Westwood featured advertisements claiming that they offered “game developer degrees” that helped graduates find work in the gaming industry. After I enrolled, I discovered that Westwood did not actually offer “game developer degrees.” When I applied for game developer positions at companies, my applications were rejected. Furthermore, Westwood claimed that teachers were “industry experts” who would help me get my foot in the door in the gaming industry. I discovered that teachers were inexperienced, and Westwood provided teachers with templates to use for each class. Teachers rarely deviated from this template and were unable to answer basic questions.

In addition, Westwood recruiters lied to me about the transferability of my credits. The school I will be attending this year will be accepting less than 10 of the 102 credits I have previously earned.”

Veterans who have questions can contact Veterans Education Success for free assistance at [email protected].
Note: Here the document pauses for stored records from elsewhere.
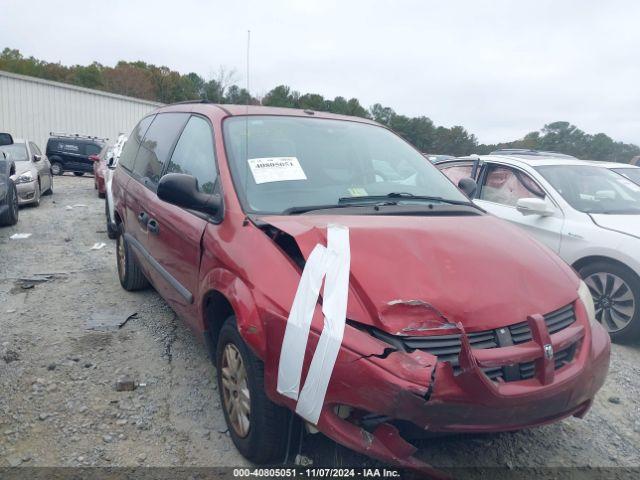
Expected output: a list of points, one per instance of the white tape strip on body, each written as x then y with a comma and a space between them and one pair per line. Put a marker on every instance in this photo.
334, 262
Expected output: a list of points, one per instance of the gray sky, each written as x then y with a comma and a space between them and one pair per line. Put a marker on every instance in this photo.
499, 68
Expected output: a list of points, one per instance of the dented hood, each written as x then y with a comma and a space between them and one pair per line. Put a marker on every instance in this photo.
411, 275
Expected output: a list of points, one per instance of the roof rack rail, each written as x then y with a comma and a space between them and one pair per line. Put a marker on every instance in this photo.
198, 100
78, 136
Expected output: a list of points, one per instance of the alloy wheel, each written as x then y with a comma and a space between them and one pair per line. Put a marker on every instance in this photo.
235, 389
613, 299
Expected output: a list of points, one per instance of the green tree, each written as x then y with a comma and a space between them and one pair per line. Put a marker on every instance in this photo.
281, 96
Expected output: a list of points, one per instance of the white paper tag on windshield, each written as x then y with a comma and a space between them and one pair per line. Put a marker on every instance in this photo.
276, 169
629, 184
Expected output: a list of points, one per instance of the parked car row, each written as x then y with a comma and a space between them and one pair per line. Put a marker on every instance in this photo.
8, 191
73, 152
587, 212
434, 314
26, 173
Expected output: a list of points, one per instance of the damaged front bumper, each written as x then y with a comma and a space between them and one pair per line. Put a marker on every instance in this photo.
389, 387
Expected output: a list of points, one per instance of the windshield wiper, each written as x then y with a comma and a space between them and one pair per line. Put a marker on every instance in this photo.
310, 208
399, 196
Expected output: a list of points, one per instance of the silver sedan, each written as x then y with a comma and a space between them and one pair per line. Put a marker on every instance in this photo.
33, 176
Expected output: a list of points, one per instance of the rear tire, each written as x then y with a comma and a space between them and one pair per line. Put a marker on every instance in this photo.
265, 441
129, 272
10, 215
616, 295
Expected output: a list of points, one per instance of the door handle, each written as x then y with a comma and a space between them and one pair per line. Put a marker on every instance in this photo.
143, 219
153, 226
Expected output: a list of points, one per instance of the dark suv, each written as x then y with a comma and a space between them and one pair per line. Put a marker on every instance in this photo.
71, 152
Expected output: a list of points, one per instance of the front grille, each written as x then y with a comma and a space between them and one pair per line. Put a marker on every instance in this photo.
447, 347
556, 321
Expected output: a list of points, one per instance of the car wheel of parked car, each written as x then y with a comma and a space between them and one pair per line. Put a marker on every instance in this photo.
112, 231
56, 168
129, 272
10, 215
258, 427
616, 295
50, 189
36, 195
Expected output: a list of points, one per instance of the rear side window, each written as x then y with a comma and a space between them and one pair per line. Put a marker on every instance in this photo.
68, 147
130, 149
156, 145
34, 149
194, 154
456, 173
91, 149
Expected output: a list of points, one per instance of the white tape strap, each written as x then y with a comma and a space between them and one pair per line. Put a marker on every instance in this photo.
334, 262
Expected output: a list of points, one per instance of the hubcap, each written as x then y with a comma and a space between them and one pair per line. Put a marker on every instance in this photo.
235, 390
613, 299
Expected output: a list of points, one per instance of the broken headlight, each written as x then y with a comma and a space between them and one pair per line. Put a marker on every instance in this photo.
587, 300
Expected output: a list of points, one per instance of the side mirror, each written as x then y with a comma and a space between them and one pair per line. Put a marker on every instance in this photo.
534, 206
6, 139
468, 187
182, 190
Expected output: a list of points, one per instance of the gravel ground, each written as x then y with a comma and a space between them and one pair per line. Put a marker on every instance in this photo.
59, 407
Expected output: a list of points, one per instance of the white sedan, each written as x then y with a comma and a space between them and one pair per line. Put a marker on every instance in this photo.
587, 212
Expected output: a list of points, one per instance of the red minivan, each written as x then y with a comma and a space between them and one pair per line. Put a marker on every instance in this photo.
335, 273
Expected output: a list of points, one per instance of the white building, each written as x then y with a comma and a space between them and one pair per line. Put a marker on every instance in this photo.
32, 107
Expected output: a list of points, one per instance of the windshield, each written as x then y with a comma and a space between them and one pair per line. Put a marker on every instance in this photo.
632, 174
16, 152
293, 163
593, 189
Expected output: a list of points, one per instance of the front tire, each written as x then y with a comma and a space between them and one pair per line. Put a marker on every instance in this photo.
10, 216
36, 195
616, 295
112, 230
258, 427
129, 272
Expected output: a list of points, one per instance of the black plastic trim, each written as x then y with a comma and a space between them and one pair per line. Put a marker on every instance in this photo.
178, 287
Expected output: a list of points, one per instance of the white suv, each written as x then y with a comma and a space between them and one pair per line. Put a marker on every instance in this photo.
587, 212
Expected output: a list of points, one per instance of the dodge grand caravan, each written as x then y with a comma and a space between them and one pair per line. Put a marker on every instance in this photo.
334, 273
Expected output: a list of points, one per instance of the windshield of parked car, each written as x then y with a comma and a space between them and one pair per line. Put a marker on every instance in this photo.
284, 163
593, 189
16, 152
632, 174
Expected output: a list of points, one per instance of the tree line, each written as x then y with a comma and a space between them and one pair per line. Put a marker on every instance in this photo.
150, 82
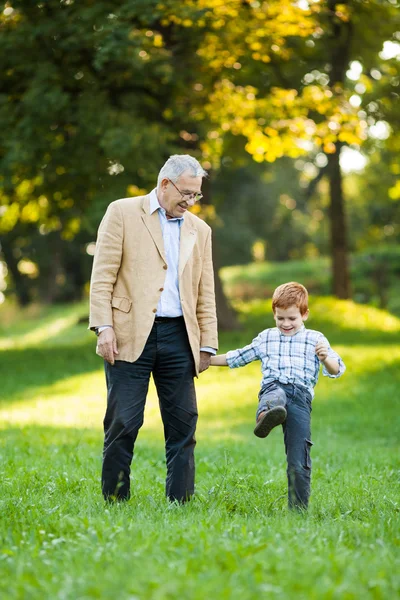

  • Veterans Education Success has been at the forefront of advocacy for student veterans. The group played a key role in pushing for the Department of Education to improve loan forgiveness for defrauded students. The Department has announced proposed regulations to improve the “borrower defense” program, and Veterans Education Success played a role in crafting the revised regulations during negotiated rulemaking (formal public input).
  • Veterans Education Success has helped thousands of student veterans who were victims of fraud in higher education.
  • Veterans Education Success has been a strong voice showcasing the need to help veterans who have been scammed by Westwood College and scores of other schools who preyed on veterans for their GI Bill benefits.
  • ​​Before it closed in 2016, Westwood had settled with the U.S. Justice Department (2009), the Colorado Attorney General (2012), and the Illinois Attorney General (2015), agreeing to pay $25.5 million to settle the three lawsuits. The settlements alleged that Westwood had lied to students about employability, job placement, transferability of credits, and costs. The Justice Department settlement further alleged that Westwood had misled the Texas licensing authority about complying with job placement reporting requirements and whether a program complied with professional licensing requirements.
  • The investigations of the Illinois and Colorado Attorneys General showed that Westwood misled students about their likelihood of getting a job and the salary they would earn. In Illinois, the college even promised students they could become police officers when the program did not have the accreditation required for a graduate to qualify for the job. The school allegedly purchased search terms like “regionally accredited” to give prospective students the false impression that the school had the accreditation needed for graduates to become a police officer.
  • The Illinois Office of Attorney General alleged that Westwood failed to provide students accurate information about their financial aid, and charged students an exorbitant interest rate as high as 18% when it financed the students’ costs.
  • The Colorado Office of Attorney General likewise alleged that Westwood failed to follow Colorado’s state financing laws and charged improper financing fees.
  • In 2011, the U.S. Department of Veterans Affairs announced that it had withdrawn approval for three Westwood campuses in Texas because of findings of erroneous, deceptive, and misleading advertising and enrollment practices.
  • The Department of Education also has canceled federal student loans for students who attended other schools, including Corinthian, ITT, and DeVry, due to its findings that the schools provided false and misleading information to prospective students.